French Conceptual artist Daniel Buren’s installation of alternating 8.7cm-wide vertical stripe patterns at Lisson Gallery’s booth was an exciting moment at the fair. This marks the first time the three examples from the artist’s Peintures découpées series were exhibited in the U.S. The series fits squarely into Buren’s concept of the “degree zero of painting.” “My painting, at the limit, can only signify itself,” the artist once declared. “It is. So much so, and so well, that anyone can make it and claim it.” The installation is conceptually radical: Buren provokes questions about the relationship between art and the very structures shaping it.

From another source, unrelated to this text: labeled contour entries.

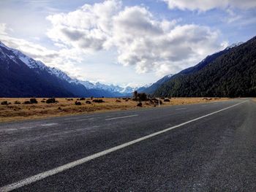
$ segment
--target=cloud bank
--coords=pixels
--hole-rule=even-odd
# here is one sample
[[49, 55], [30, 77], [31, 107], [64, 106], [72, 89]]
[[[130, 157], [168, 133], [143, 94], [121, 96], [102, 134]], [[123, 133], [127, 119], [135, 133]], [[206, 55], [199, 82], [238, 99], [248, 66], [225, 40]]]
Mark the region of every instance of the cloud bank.
[[210, 27], [159, 20], [143, 6], [124, 7], [116, 0], [85, 4], [47, 19], [52, 23], [48, 35], [60, 46], [85, 53], [113, 50], [119, 64], [135, 66], [139, 74], [176, 73], [227, 45], [219, 41], [220, 32]]
[[168, 4], [170, 9], [182, 10], [208, 11], [212, 9], [236, 8], [248, 9], [256, 7], [255, 0], [163, 0]]

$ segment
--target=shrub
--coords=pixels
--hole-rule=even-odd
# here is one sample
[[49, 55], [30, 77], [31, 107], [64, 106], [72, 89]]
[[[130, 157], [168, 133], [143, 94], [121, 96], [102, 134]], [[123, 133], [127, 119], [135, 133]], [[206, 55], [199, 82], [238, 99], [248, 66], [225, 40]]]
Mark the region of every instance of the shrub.
[[25, 102], [23, 104], [31, 104], [31, 103], [30, 102], [30, 101], [25, 101]]
[[80, 101], [75, 101], [75, 105], [81, 105], [82, 104]]
[[59, 101], [55, 99], [55, 98], [50, 98], [46, 100], [47, 104], [56, 104], [58, 103]]
[[148, 100], [148, 96], [145, 93], [138, 93], [138, 98], [140, 101], [144, 101]]
[[104, 103], [105, 101], [102, 99], [94, 99], [92, 100], [94, 103]]
[[137, 100], [137, 99], [138, 99], [138, 91], [135, 91], [133, 92], [133, 99], [134, 99], [135, 100]]
[[141, 103], [141, 102], [139, 102], [139, 103], [137, 104], [137, 107], [142, 107], [142, 103]]
[[35, 98], [30, 99], [30, 103], [31, 104], [37, 104], [37, 101]]
[[7, 102], [7, 101], [4, 101], [1, 102], [1, 104], [2, 104], [2, 105], [7, 105], [8, 102]]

In Ina Archer’s captivating video installation at Microscope Gallery, The Lincoln Film Conspiracy, 2005-2021, three television sets are placed atop one another as trailers created by Archer – in addition to the only remaining film from the Lincoln Motion Picture Company – loop on screen. The Lincoln Motion Picture Company (1916-1923) was the first all-black film production company. The trailers in the video-loop filmed by Archer serve as emblems of what no longer survives; these are fictitious trailers for the nonexistent, ideated film. Archer does not simply create the imaginary trailers; the artist intelligently pairs these clips alongside fictional movie posters and promotional materials, often with a playful flair. One poster titled Poster for Black Ants in Your Pants, 2021, shows the heads of Lena and Archie, two fictional characters, transfixed onto the bodies of cartoon-style ant bugs. With The Lincoln Film Conspiracy, 2005-2021, Archer masterfully builds her own production––one that is wholly attuned to tackling themes of race and cultural appropriation.